Order, Supreme Court, New York County (Milton A. Tingling, J.), entered July 14, 2014, which denied plaintiffs' motion for partial summary judgment against defendant Thyssenkrupp Elevator Corporation seeking indemnification in the amount of $275,000 and setting the matter down for an assessment of damages with respect to its claims for defense costs on the grounds that there was no duty to defend or indemnify unless there was a finding of negligence, unanimously modified, on the law, to the extent of declaring that Thyssenkrupp has a broad duty to defend, and otherwise affirmed, without costs.

The indemnification provision in the elevator installation agreement required Thyssenkrupp, as subcontractor, to defend and indemnify the owner and contractor for bodily injury and damage resulting from Thyssenkrupp's own negligent actions. No finding has yet been made as to Thyssenkrupp's negligence, and thus no determination can yet be made as to its obligation to indemnify. As an indemnitor, Thyssenkrupp is not an insurer, and in that context its duty to defend is no broader than its duty to indemnify (see Bellefleur v Newark Beth Israel Med. Ctr., 66 AD3d 807, 809 [2d Dept 2009]).

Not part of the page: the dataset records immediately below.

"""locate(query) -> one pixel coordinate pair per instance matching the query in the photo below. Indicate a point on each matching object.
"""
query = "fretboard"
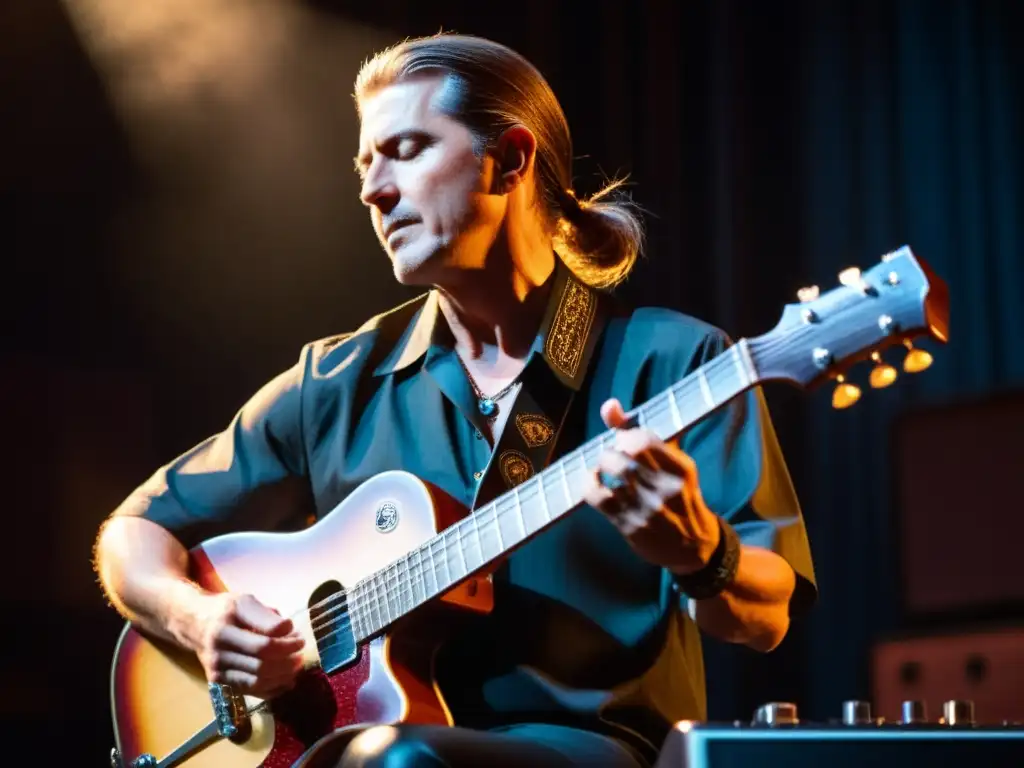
(509, 520)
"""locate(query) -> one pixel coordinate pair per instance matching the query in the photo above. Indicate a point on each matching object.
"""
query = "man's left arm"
(718, 503)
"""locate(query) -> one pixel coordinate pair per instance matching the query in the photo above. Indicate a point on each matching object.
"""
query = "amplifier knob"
(957, 713)
(856, 713)
(914, 713)
(776, 713)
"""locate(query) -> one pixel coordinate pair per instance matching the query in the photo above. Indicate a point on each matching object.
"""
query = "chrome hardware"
(856, 713)
(387, 517)
(914, 713)
(808, 294)
(957, 713)
(230, 713)
(776, 713)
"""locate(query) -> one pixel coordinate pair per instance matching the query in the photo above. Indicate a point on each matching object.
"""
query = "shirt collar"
(563, 337)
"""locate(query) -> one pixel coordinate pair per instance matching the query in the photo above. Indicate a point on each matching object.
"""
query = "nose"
(379, 189)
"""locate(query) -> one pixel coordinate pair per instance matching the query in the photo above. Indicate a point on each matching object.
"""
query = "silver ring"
(611, 482)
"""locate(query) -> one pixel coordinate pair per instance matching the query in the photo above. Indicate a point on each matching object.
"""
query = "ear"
(514, 155)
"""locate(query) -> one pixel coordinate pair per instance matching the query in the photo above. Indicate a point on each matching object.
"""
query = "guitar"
(367, 602)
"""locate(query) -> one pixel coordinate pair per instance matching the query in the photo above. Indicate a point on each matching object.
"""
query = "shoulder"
(660, 332)
(335, 355)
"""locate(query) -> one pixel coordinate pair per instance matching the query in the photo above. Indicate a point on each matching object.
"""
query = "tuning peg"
(846, 393)
(850, 276)
(808, 294)
(883, 374)
(915, 359)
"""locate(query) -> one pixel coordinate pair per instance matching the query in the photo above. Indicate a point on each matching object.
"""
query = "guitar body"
(160, 695)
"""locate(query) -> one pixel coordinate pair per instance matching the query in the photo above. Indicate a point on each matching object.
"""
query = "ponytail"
(599, 239)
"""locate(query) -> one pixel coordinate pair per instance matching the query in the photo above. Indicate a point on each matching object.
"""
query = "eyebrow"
(363, 160)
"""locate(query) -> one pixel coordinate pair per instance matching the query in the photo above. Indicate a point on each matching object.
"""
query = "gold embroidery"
(536, 429)
(515, 468)
(570, 328)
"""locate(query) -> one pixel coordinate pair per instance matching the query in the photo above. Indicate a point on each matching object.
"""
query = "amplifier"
(777, 738)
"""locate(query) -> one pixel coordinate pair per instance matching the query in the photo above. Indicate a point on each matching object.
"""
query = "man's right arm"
(250, 476)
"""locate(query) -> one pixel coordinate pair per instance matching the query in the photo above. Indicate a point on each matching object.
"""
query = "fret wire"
(544, 498)
(651, 413)
(479, 539)
(706, 387)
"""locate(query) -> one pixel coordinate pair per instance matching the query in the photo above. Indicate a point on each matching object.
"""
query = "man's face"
(426, 188)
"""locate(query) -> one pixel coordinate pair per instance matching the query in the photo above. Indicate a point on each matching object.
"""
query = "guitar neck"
(512, 518)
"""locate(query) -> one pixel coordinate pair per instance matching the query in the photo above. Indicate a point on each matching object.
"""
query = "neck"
(496, 310)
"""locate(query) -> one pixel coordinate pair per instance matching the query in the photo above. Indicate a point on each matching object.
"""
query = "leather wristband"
(720, 570)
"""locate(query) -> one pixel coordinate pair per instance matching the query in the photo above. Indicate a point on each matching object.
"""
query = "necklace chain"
(487, 403)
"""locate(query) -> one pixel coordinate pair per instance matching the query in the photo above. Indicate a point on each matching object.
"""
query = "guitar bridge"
(230, 714)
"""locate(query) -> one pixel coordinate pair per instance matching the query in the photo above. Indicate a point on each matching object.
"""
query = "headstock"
(825, 334)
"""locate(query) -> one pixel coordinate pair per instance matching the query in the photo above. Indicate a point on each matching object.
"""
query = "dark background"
(179, 215)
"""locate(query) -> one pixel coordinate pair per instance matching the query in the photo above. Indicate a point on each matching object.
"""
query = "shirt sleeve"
(743, 478)
(251, 476)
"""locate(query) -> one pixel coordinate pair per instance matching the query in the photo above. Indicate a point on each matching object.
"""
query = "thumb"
(612, 414)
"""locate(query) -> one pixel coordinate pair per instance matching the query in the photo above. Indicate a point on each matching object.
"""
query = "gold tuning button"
(915, 359)
(845, 393)
(883, 374)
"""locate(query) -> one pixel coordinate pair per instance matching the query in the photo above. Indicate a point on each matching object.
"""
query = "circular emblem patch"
(387, 517)
(515, 468)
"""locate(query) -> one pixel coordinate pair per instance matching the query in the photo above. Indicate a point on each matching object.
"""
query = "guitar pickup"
(230, 714)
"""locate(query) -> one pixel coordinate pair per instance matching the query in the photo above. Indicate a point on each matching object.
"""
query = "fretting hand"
(649, 489)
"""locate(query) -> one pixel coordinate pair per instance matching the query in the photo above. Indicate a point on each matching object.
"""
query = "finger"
(615, 465)
(238, 639)
(613, 415)
(256, 615)
(651, 451)
(264, 669)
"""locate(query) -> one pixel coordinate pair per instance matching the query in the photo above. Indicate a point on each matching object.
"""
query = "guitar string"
(396, 587)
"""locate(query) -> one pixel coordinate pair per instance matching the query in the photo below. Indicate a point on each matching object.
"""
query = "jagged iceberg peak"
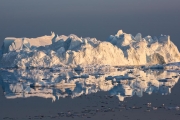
(71, 50)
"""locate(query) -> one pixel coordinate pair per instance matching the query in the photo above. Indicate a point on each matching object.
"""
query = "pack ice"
(120, 49)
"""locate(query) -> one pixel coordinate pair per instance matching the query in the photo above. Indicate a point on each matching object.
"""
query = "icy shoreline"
(70, 51)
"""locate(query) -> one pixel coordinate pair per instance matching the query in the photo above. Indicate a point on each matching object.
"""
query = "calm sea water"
(126, 94)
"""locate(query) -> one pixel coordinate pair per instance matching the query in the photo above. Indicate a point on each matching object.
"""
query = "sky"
(93, 18)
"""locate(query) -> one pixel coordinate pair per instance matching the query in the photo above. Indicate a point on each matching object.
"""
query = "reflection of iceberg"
(60, 84)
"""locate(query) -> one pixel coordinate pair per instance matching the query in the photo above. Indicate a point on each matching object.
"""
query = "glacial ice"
(121, 49)
(18, 83)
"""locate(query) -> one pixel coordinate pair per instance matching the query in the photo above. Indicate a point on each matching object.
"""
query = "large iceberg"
(119, 50)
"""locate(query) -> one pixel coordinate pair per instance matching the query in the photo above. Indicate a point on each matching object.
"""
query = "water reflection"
(123, 83)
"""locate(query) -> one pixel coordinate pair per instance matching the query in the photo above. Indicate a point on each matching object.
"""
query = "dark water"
(126, 94)
(95, 18)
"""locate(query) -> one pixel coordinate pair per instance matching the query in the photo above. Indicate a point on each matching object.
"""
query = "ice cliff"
(120, 49)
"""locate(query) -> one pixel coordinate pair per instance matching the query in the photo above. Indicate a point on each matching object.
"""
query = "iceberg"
(24, 83)
(121, 49)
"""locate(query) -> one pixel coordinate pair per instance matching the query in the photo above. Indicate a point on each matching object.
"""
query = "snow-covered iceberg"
(16, 83)
(119, 50)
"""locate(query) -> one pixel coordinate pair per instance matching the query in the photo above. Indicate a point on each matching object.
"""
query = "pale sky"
(93, 18)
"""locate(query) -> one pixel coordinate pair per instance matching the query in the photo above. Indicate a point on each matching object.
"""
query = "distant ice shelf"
(121, 49)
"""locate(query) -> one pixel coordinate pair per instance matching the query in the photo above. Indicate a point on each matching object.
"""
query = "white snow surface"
(119, 50)
(16, 83)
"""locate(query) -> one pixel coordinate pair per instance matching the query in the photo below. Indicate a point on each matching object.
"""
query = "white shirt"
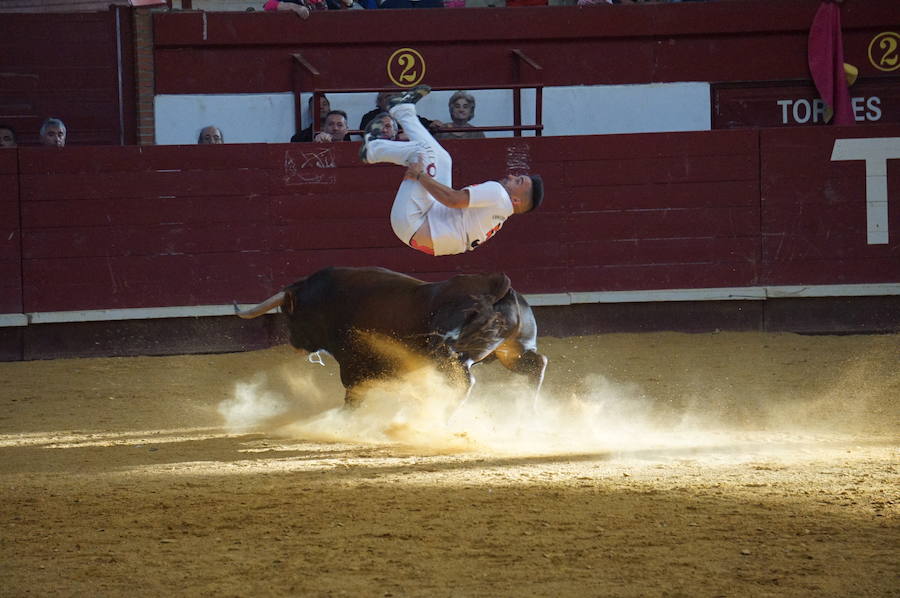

Nevertheless, where, as here, a party gives a promise to procure insurance to protect from a certain amount of liability, it may obtain insurance with an self-insured retention or deductible, but the promising party must pay any costs, including defense costs. This proposition is not based on Thyssenkrupp's status as a "self-insurer," but on its promise to procure insurance (see Hoverson v Herbert Constr. Co., 283 AD2d 237, 238 [1st Dept 2001]; Structure Tone v Burgess [*2]Steel Prods. Corp., 249 AD2d 144 [1st Dept 1998]). In that context, Thyssenkrupp is acting like an insurer, and has a broad duty to defend, as an insurer would.

THIS CONSTITUTES THE DECISION AND ORDER

OF THE SUPREME COURT, APPELLATE DIVISION, FIRST DEPARTMENT.